Prologue: On Attempting to Explain Everything (Again)
A statement of epistemic method: unscientific but empirical, openly revisable, judged by whether it helps you see and act more clearly.
Overview
The prologue announces the book’s governing stance, which it calls unscientific empirical. “Unscientific” is not anti-science; it is a refusal to wait for laboratory equipment before talking about things like will, meaning, and growth. “Empirical” means the claims must survive contact with any honest person’s lived experience, even if they cannot (yet) be subjected to controlled experiment.

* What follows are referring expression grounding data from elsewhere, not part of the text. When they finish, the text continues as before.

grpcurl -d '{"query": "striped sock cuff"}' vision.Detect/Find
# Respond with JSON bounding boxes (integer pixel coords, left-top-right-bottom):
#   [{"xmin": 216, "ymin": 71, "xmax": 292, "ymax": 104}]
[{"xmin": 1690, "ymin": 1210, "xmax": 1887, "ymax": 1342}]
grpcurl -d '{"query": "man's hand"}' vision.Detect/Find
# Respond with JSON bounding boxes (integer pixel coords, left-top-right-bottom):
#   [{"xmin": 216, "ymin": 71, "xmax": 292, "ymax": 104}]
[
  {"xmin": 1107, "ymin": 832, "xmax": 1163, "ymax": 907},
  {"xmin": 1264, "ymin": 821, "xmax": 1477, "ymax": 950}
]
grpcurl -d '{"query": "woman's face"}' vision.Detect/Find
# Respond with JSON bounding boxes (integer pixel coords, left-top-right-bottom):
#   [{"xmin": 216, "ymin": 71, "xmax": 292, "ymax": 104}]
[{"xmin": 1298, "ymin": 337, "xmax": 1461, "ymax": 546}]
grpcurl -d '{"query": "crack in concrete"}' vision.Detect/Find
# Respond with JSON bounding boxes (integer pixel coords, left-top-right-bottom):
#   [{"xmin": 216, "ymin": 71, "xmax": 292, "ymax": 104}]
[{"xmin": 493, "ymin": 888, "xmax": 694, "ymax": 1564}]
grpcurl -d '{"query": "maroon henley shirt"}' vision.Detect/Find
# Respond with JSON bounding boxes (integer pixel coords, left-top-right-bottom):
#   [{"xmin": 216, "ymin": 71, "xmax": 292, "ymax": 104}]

The method inherits from a tradition running from Merleau-Ponty’s rigorous first-person phenomenology through James’s radical empiricism to Wittgenstein’s insistence that meaning is embedded in practice. The frame is explicitly situated — written from somewhere particular — and is judged not by transcendent correctness but by practical illumination.
Three commitments are announced that run throughout all 22 chapters: mark what we observe; mark what we interpret; mark what we don’t know. The book is presented as a tool, and a chapter that does not give you something to look at, look for, or do has failed its job.
Key claims
- The frame is “unscientific empirical”: neither scientific in the lab-proof sense, nor anti-scientific, nor appealing to higher mysteries. — Source:
/src/content/chapters/prologue.md - Lived experience counts as data — the only data finite minds have first-hand — while the tendency of lived experience to lie to itself is kept in view. — Source:
/src/content/chapters/prologue.md - Three acts structure the argument: [[Act 1 — Volo Ergo Sum]] (why anything happens), [[Act 2 — init.d]] (what appears once distinction begins), [[Act 3 — MMM]] (how growth runs as a loop). — Source:
/src/content/chapters/prologue.md - The whole frame is revisable; if a later chapter feels too certain, the prologue is the right place to return. — Source:
/src/content/chapters/prologue.md
Connections
- [[Act 1 — Volo Ergo Sum]] — the first act that the prologue’s method frames
- [[Act 3 — MMM]] — MMM is itself a recursive instance of the method: measure experience, build model, manifest conclusion, revise
- [[Objectivity]] — the prologue’s epistemic humility grounds the book’s treatment of objectivity in Ch. 4 and Ch. 22
Open questions
- What exactly distinguishes “unscientific empirical” from other post-positivist positions (e.g. critical realism, pragmatism)? The prologue gestures at the difference but does not resolve it.
- Where is the line between productive revisability and self-undermining relativism? The book never quite closes this.